# Simulasi 1000 variabel random dari distribusi uniform
set.seed(123)  # Set seed untuk reproducibility
n <- 1000
uniform_data <- runif(n, min = 0, max = 1)

# Plot histogram
hist(uniform_data, breaks = 30, main = "Histogram Distribusi Uniform", xlab = "Nilai", col = "lightblue")

# Simulasi 1000 variabel random dari distribusi binomial
n_trials <- 10  # Jumlah percobaan
p_success <- 0.5  # Probabilitas sukses
binomial_data <- rbinom(n, size = n_trials, prob = p_success)

# Plot histogram
hist(binomial_data, breaks = 30, main = "Histogram Distribusi Binomial", xlab = "Jumlah Sukses", col = "lightgreen")

# Simulasi 1000 variabel random dari distribusi normal
mu <- 0  # Mean
sigma <- 1  # Standar deviasi
normal_data <- rnorm(n, mean = mu, sd = sigma)

# Plot histogram
hist(normal_data, breaks = 30, main = "Histogram Distribusi Normal", xlab = "Nilai", col = "lightpink")

lambda <- 3  # Parameter lambda
poisson_data <- rpois(n, lambda)
hist(poisson_data, breaks = 30, main = "Histogram Distribusi Poisson", xlab = "Jumlah Kejadian", col = "lightyellow")

rate <- 1  # Parameter rate
exp_data <- rexp(n, rate)
hist(exp_data, breaks = 30, main = "Histogram Distribusi Eksponensial", xlab = "Nilai", col = "lightcoral")

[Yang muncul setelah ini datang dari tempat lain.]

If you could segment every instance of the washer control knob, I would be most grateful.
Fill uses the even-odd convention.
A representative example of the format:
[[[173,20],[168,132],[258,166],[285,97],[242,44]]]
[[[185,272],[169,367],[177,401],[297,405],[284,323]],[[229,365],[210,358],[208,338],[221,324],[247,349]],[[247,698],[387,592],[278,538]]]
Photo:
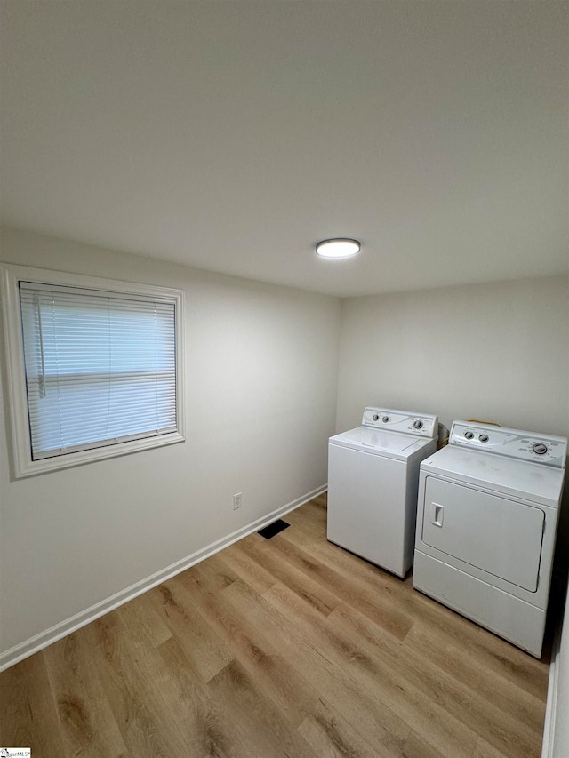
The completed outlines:
[[[535,443],[532,450],[538,455],[545,455],[545,453],[548,451],[548,446],[544,445],[543,443]]]

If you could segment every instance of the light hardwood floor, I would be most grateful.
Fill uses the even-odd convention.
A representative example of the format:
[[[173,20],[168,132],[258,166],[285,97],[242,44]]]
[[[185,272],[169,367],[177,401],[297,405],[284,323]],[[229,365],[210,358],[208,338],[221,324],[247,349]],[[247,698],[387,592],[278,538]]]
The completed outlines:
[[[32,758],[539,756],[549,665],[325,538],[325,496],[0,674]]]

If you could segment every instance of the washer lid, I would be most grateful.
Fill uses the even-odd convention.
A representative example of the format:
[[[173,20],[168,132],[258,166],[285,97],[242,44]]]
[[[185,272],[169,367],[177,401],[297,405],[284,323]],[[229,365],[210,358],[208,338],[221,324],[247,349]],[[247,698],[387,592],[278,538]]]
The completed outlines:
[[[418,439],[412,435],[387,432],[371,427],[357,427],[330,437],[331,444],[399,460],[406,460],[426,445],[432,445],[433,442],[431,439]]]
[[[426,458],[421,470],[558,507],[565,470],[447,445]]]

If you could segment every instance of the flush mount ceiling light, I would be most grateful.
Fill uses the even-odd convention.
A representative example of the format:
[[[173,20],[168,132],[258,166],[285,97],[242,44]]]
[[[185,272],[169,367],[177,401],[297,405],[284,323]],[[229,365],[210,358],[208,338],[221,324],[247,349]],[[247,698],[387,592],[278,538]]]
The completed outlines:
[[[360,251],[361,245],[357,240],[333,239],[322,240],[317,243],[317,255],[321,258],[349,258]]]

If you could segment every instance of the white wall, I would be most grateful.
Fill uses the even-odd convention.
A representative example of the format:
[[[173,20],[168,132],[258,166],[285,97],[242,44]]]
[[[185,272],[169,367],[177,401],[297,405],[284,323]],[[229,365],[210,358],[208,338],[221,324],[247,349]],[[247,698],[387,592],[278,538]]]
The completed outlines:
[[[15,230],[0,259],[183,289],[187,322],[185,443],[11,481],[0,405],[0,652],[325,484],[339,300]]]
[[[569,436],[569,277],[342,302],[337,430],[365,405]],[[552,595],[569,563],[565,486]]]
[[[569,277],[344,300],[338,430],[373,403],[569,435]]]

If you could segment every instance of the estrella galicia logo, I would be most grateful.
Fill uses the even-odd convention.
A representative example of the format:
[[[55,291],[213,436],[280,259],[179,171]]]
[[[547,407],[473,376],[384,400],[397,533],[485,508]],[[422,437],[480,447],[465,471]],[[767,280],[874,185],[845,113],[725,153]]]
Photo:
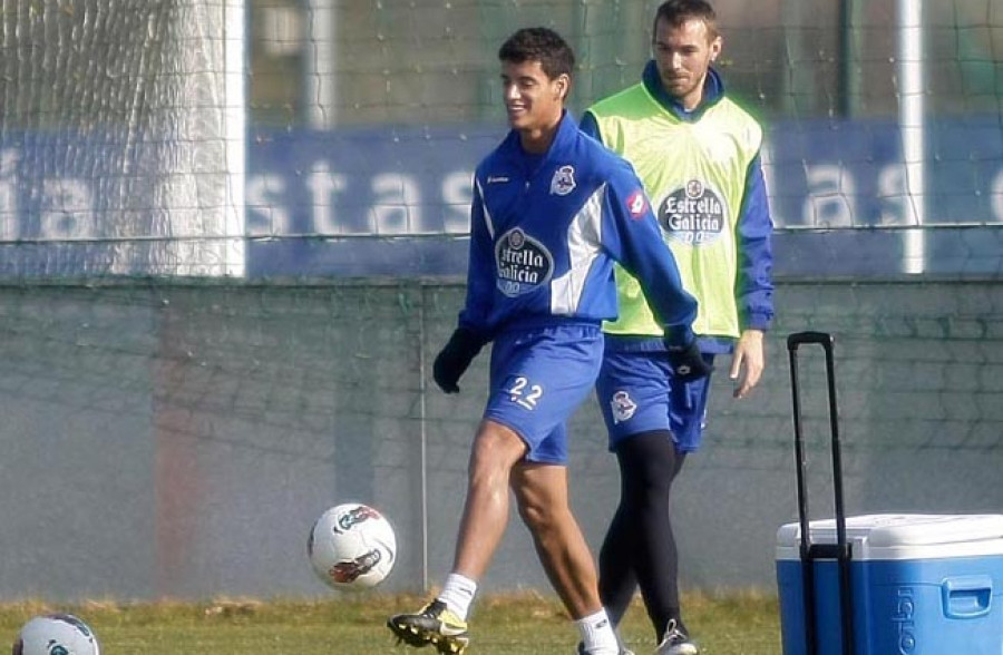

# Simulasi pendapatan bulanan
set.seed(123)
n_employees <- 500
mean_income <- 10000000
sd_income <- 2000000
income_data <- rnorm(n_employees, mean = mean_income, sd = sd_income)

# 1. Rata-rata pendapatan simulasi
mean_simulated <- mean(income_data)
cat("Rata-rata pendapatan simulasi:", mean_simulated, "\n")
## Rata-rata pendapatan simulasi: 10069181
# 2. Probabilitas pendapatan di atas Rp 12.000.000
prob_above_12m <- sum(income_data > 12000000) / n_employees
cat("Probabilitas pendapatan di atas Rp 12.000.000:", prob_above_12m, "\n")
## Probabilitas pendapatan di atas Rp 12.000.000: 0.164
# Simulasi jumlah pelanggan
set.seed(123)
n_days <- 30
lambda_customers <- 50
customers_data <- rpois(n_days, lambda_customers)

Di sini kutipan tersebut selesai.